Treasury Secretary Henry Paulson testifies before the House Financial Services Committee on Nov. 18, 2008. (Karen Bleier/AFP/Getty Images)
More on The Economy, Wall Street, Politics, Fed. Budget/Govt. Spending, America's Financial Crisis
TEXT OF STORY
Kai Ryssdal: It's been about six weeks since Congress passed the financial industry's big bailout. In that time, though, pretty much everything we were told about the way it was going to work has been thrown out the window. Today almost half the money's already been spoken for. It's been spent buying stakes in banks and in AIG, the big and bottomless insurance company. Nothing has gone to buy up bad mortgages or stem the rising tide of foreclosures. Marketplace's Steve Henn reports Treasury Secretary Hank Paulson got an earful about that this morning.Steve Henn: Hank Paulson had a rough day defending his $700 billion bailout.
Barney Frank: Mr. Chairman -- I'm sorry. Mr. Secretary, we don't have a lot of time.
Congressman Barney Frank and others repeatedly interrupted Paulson and berated the Treasury Secretary for sidestepping questions about the Troubled Asset Relief Program, aka the TARP. They're angry that Paulson has refused to put money on the table to slow foreclosures.
Hank Paulson: The prudent course at this time is to conserve the remaining funds available from the TARP.
Paulson says as banks start lending again, that should slow foreclosures. And voluntary bank programs should help. But Barney Frank wants more.
Frank: We understand that there are other activities going on. I don't accept them as a substitute for using the authority that we very specifically and carefully wrote into the TARP and that was essential for it getting passed.
Frank likes a plan proposed by Sheila Bair, chairman of the FDIC, who sat just feet away from the embattled Treasury Secretary. Bair's proposed using $24 billion from the bailout to renegotiate $1.5 million [of] troubled loans.
Sheila Bair: Eligible borrowers would get lower interest rates and in some cases longer loan terms and principle forbearance to make their monthly payments affordable.
The Feds would share administrative costs and any losses if borrowers defaulted again.

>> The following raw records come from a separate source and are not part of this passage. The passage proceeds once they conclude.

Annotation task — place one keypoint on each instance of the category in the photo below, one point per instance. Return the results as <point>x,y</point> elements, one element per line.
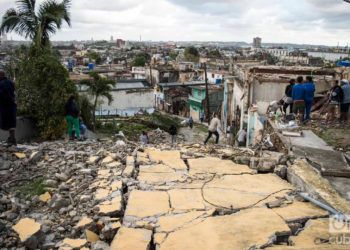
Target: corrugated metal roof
<point>130,85</point>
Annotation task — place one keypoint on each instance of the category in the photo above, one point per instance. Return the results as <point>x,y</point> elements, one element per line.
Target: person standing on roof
<point>214,126</point>
<point>298,95</point>
<point>288,99</point>
<point>336,96</point>
<point>72,117</point>
<point>8,108</point>
<point>309,97</point>
<point>345,105</point>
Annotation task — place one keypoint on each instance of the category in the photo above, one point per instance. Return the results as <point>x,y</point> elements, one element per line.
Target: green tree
<point>173,55</point>
<point>43,87</point>
<point>191,54</point>
<point>141,59</point>
<point>86,110</point>
<point>214,54</point>
<point>37,24</point>
<point>94,56</point>
<point>99,87</point>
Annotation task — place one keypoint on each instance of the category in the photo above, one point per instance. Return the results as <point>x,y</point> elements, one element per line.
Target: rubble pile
<point>113,195</point>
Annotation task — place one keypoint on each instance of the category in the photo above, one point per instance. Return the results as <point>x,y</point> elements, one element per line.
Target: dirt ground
<point>338,137</point>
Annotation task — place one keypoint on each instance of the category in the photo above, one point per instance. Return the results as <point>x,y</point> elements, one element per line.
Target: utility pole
<point>207,93</point>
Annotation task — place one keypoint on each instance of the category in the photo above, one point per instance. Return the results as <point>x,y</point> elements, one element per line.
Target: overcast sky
<point>295,21</point>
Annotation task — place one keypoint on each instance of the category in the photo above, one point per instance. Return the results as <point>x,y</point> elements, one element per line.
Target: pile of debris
<point>80,187</point>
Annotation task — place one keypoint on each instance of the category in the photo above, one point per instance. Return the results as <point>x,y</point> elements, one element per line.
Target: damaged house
<point>249,93</point>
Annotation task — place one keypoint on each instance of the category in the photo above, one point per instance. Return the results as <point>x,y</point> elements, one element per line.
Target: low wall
<point>25,130</point>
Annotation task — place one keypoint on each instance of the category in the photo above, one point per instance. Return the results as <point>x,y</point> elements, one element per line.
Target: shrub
<point>43,88</point>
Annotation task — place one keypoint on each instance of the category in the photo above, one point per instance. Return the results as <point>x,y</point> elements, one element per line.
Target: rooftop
<point>125,84</point>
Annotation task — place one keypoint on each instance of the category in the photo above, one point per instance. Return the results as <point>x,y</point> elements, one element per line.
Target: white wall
<point>130,100</point>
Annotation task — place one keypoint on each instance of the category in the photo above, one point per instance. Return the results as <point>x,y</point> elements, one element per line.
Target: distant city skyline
<point>321,22</point>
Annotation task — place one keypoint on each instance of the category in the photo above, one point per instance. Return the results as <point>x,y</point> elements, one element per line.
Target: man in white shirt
<point>242,138</point>
<point>214,125</point>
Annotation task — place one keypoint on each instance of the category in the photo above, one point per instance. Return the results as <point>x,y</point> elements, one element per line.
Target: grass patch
<point>132,127</point>
<point>33,188</point>
<point>201,128</point>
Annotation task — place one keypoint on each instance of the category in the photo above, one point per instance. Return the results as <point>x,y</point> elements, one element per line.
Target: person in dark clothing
<point>72,117</point>
<point>298,95</point>
<point>288,100</point>
<point>336,96</point>
<point>345,105</point>
<point>309,97</point>
<point>190,122</point>
<point>8,107</point>
<point>173,133</point>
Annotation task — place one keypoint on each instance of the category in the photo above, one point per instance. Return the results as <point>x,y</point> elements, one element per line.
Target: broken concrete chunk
<point>281,171</point>
<point>252,228</point>
<point>91,237</point>
<point>102,194</point>
<point>110,208</point>
<point>84,222</point>
<point>169,158</point>
<point>130,167</point>
<point>143,204</point>
<point>99,245</point>
<point>73,243</point>
<point>159,238</point>
<point>93,160</point>
<point>132,239</point>
<point>314,231</point>
<point>300,211</point>
<point>45,197</point>
<point>240,191</point>
<point>29,232</point>
<point>170,223</point>
<point>107,160</point>
<point>211,165</point>
<point>305,177</point>
<point>110,230</point>
<point>20,155</point>
<point>187,199</point>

Bair believes her plan would stabilize housing prices by stopping unnecessary foreclosures.
Bair: If this program can keep home prices from falling by just 3 percentage points less than would otherwise be the case, over one half a trillion dollars would remain in homeowners' pockets.
But turning these ideas into reality will probably have to wait until president-elect Obama takes office.
In Washington, I'm Steve Henn for Marketplace.